Now, this sum has mean which is the sum of the means of those random variables, that is,
\sum_{j=0}^{2n-1} {j \over 2n-1} = n
and variance which is the sum of their variances,
\sum_{j=0}^{n-1} {j \over 2n-1} \left( 1 - {j \over 2n-1} \right) = {2n(n-1) \over 3(2n-1)}
which is approximately n2/3. Furthermore, since the sum is a sum of a bunch of small contributions, it's approximately normal. So pn(z) is the probability generating function of a random variable which is roughly normal with mean n and variance n2/3, but integer-valued, and its kth coefficient is the probability that such a random variable is equal to k.

Therefore [z^k] p_n(z) is approximately
q_n(k) = {3 \over \sqrt{2\pi n}} \exp \left( {-(k-n)^2 \over 2n/3} \right)

which is the density of such a normal random variable. We want to know [zn] pn(z) - [zn] pn-1}(z), and this is approximately qn(n) - qn(n-1). You'd think this would be qn'(n), but qn(n) is actually zero -- the fact that the coefficients were "close to each other" is even more troublesome than you'd expect. Still, we can make a Taylor series for qn at n, and the linear term is zero, so we get
q_n(n) - q_n(n-1) \sim {q_n^{\prime\prime}(n) \over 2} = \sqrt{27 \over 8\pi n^3}
And g(n) = [zn] fn(z) - [zn] fn-1(z) = (2n-1)2n ([zn] pn(z) - [zn] pn-1(z)); using the approximation we get
g(n) \sim \sqrt{27 \over 8\pi n^3} (2n-1)^{2n}

and now note that
(2n-1)^{2n} = (2n)^{2n} \left(1-{1 \over 2n}\right)^{2n} \sim {(2n)^{2n} \over e}.
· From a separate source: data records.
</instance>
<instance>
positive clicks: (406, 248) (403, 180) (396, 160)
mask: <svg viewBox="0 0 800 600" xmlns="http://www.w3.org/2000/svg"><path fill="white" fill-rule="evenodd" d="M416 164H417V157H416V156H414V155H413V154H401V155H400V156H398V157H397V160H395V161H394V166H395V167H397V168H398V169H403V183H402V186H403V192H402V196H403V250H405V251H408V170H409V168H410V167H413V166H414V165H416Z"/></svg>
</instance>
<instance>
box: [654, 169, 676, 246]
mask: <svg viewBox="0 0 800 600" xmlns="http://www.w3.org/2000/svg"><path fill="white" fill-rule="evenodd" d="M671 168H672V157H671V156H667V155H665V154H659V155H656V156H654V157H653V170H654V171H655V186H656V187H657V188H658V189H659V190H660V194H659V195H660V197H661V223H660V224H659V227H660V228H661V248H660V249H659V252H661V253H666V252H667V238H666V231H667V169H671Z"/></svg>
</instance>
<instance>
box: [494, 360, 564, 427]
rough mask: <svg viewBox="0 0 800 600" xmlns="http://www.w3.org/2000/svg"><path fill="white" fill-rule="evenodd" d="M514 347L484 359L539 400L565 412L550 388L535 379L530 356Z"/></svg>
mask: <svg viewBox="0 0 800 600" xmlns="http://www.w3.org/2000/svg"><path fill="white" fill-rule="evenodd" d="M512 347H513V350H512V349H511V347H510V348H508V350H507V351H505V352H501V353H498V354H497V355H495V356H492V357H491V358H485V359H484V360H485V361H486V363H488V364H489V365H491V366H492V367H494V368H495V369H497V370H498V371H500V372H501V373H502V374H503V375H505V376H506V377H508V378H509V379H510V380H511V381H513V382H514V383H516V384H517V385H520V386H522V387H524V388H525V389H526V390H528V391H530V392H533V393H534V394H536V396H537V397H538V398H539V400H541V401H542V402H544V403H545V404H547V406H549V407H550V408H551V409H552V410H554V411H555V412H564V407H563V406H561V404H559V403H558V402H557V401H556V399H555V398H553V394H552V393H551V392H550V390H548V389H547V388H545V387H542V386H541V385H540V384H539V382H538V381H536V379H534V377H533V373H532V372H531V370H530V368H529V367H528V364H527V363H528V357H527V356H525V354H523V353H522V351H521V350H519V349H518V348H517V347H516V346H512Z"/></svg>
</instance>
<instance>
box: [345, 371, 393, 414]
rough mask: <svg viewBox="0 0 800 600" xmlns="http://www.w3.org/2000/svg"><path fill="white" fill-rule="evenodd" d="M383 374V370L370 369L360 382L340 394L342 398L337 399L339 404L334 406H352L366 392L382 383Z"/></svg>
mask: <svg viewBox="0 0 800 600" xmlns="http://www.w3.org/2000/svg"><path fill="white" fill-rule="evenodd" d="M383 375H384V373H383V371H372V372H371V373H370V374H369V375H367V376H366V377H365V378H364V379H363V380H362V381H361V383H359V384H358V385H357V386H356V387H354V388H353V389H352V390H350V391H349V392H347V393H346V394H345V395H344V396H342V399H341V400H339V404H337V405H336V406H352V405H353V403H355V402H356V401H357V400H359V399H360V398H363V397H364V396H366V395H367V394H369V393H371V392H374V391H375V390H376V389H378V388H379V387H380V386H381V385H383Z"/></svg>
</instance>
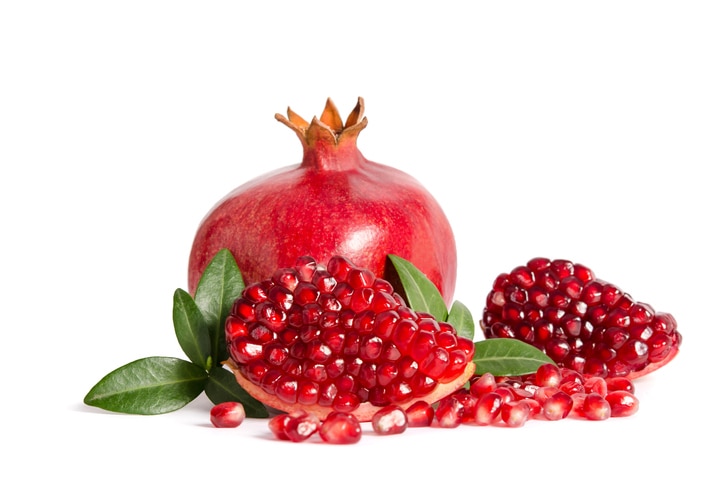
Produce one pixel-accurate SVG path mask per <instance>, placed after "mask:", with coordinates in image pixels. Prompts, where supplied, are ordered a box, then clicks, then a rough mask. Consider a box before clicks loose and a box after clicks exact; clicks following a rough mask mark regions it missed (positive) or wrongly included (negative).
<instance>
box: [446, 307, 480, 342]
mask: <svg viewBox="0 0 726 481" xmlns="http://www.w3.org/2000/svg"><path fill="white" fill-rule="evenodd" d="M446 322H448V323H449V324H451V325H452V326H454V329H456V333H457V334H458V335H459V336H461V337H465V338H467V339H474V332H475V330H476V326H475V324H474V317H473V316H472V315H471V311H470V310H469V308H468V307H466V306H465V305H464V304H463V303H462V302H460V301H454V303H453V304H451V310H450V311H449V317H448V318H447V319H446Z"/></svg>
g(n) \sim \sqrt{27 \over 8\pi e^2 n^3} (2n)^{2n}
which matches (with a bit of computation) the result given by Zagier in the arXiv, and the terms reported in the OEIS. I wouldn't have trusted it otherwise; that "take the second derivative" step is particularly sketchy, although it can probably be justified as there are results on the rate of convergence of the central limit theorem. But asymptotic analysis is nice in this way; if it's easy to compute the terms of some sequence, then we can often be confident in results like this even without

Besides, I'd never seen the trick of using the second derivative to approximate a difference before. At least not that I can remember.


Efrique said...

Could you explain how you get to "2n(n-1)/[3(2n-1)]" and then from there to n^2/3?

It may just be that I'm overtired, but that doesn't look right to me.

I could believe that I've lost a factor of two doing the summation, but that last step - surely that becomes n/3, right?

Michael Lugo said...


you're right, it should be n/3; I mistyped. (What follows is correcet based on it being n/3, though.)

Anonymous said...

This is a very nice argument ;), but I think some technical work is required to turn in into a "formal" proof.

Here is something that may be troublesome... You say: "Furthermore, since the sum is a sum of a bunch of small contributions, it's approximately normal."

The variables you use are indeed independent, but not identically distributed. How does the asymptotic normality follow? Moreover, asymptotic normality gives you information about the distribution, and not the individual probabilities, where you need a local limit law.